Abbey and Alliance & Leicester merged their membership under Santander UK in February 2011; Bank of Scotland merged their membership into Lloyds Banking Group in September 2011 and Northern Rock resigned from membership in October 2011. The remaining ten members became the initial shareholders of Faster Payments Scheme Limited in November 2011.

In December 2016, Metro Bank joined the system, the first High Street bank to do so since its inception.

Later, in January 2017, Starling Bank joined the service as a direct partner, the first digital-only bank in the system's history.

In February 2018, Ebury became the first to join as a directly connected non settling participant, DCNSp.

In April 2018, TransferWise joined Faster Payments as the first non-bank payment service provider to be a directly connected settling participant, after being the first of its kind to gain access to Bank of England's Real-Time Gross Settlement (RTGS) system.

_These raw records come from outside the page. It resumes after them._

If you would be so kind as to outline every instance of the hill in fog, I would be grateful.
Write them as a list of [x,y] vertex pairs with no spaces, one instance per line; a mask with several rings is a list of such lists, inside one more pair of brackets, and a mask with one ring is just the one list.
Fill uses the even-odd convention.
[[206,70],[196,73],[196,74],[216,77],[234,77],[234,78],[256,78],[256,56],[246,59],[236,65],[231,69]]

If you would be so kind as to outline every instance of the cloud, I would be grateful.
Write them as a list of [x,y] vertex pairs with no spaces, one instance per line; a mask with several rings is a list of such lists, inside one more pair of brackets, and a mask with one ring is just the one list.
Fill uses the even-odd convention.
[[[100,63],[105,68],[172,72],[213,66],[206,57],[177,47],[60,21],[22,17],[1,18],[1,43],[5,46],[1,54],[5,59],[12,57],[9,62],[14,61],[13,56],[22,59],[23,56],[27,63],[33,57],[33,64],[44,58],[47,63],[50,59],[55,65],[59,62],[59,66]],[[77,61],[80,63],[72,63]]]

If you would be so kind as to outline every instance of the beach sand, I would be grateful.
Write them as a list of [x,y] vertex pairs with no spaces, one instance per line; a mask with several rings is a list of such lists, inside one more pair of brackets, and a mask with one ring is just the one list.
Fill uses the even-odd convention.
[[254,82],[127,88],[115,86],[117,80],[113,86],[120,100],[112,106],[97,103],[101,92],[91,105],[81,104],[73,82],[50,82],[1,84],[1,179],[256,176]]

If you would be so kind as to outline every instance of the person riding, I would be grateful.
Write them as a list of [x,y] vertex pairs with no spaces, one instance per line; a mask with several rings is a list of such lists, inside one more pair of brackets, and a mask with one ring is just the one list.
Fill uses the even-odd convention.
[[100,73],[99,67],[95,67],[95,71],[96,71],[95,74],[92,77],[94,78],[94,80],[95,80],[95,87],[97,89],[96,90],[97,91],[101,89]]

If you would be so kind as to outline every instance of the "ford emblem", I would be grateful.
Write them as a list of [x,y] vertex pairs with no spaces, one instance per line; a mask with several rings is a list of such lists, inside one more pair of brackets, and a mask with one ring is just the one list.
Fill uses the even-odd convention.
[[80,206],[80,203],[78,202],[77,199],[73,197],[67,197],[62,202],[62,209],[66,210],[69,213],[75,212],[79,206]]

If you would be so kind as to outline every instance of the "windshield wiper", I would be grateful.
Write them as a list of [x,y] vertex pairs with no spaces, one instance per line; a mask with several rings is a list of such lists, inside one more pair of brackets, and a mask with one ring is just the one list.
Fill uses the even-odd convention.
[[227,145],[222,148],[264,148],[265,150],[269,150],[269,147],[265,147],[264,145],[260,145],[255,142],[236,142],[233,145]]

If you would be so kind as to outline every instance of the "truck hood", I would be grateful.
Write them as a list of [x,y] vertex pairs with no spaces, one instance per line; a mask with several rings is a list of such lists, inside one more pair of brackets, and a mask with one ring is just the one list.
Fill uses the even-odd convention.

In February 2019, Equals Money joined Faster Payments as the fourth non-bank to be directly connected. There are now 40 bank and non-bank members.

=== Implementation ===

Following the initial launch of the central infrastructure, work was planned to provide a direct corporate access channel, and the first such payment was made in July 2009. This will ultimately enable businesses to submit large numbers of payments directly into the Faster Payments Service.

From 6 September 2010, the value limit for all payment types was raised to £100,000. The limit is now £1 million. However, "organisations offering the service can set their own limits, depending on how the payment is sent, and the type of account their customer is sending from."

On 1 January 2012, Regulation 70 in the Payment Services Regulations 2009 went into effect, requiring that all standing orders be settled within a day of submission. This shifted about five million payments from the BACS system to FPS, putting monthly volumes above 20 million. FPS handled 967.6 million transactions in 2013, up 19% from the prior year. The total value of transactions in 2013 was £771.4 billion, up 25% over 2012.

== Future ==
In November 2024, the Treasury published a vision paper on the future of national payment infrastructure in the UK. The paper set out how upgrades to the Faster Payments System will be explored, and mooted additional infrastructure which could be made available to leverage the UK's expanding FinTech sector.

In July 2025, Governor of the Bank of England, Andrew Bailey, revealed during his Mansion House speech that the central bank had been tasked with finding a replacement to the Faster Payments System to handle the next generation of consumer payments. He described the Faster Payments System as being part of ageing infrastructure.